冒頭、運転手・梶田の死の原因は『自転車との接触』。
梶田は転倒し、歩道に頭をぶつけて死亡。
そして、自転車は逃走してしまった。
轢き逃げ事件。
この逃げた犯人に「父は人間であった事を訴える」決意をした梶田の娘たちとの出会いから、話は展開を始め、梶田の一生をなぞる杉村は意外な展開に戸惑い、小さく苛み、ラストへ。
最初の事故に関する記述の最後にこのような記載がある。
『それでも、自転車で道を走っていて人を殺してしまう事が容易に起こり得る社会では、善良で平凡であり続ける事も、実はたいへんな偉業であるかもしれない。
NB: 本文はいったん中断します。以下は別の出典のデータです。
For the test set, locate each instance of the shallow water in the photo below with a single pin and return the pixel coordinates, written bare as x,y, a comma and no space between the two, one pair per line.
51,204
』
被害者にならない為の努力と同様に、加害者にならない努力をしなくてはならない社会。そのようにとれる。
加害者にならない為の努力を続けなければ、『善良で平凡でありつづけ』られない。
これは、自転車ならずとも、車でも、歩行者でも同じ事。
正直、小説の事故死の原因が『自転車にはねられた』というのは初だった。
ここ数年、自転車は大ブームであるが、その事故数もうなぎ上りに増えている。
そういう小さな世相を切り取って丁寧に話を紡ぎ上げる『宮部みゆき』にうなる。
自転車の出番は、事故の事だけ。
話は淡々と進む印象ですが、丹念に練り上げた人間の『悪意』に考えさせられるお話です。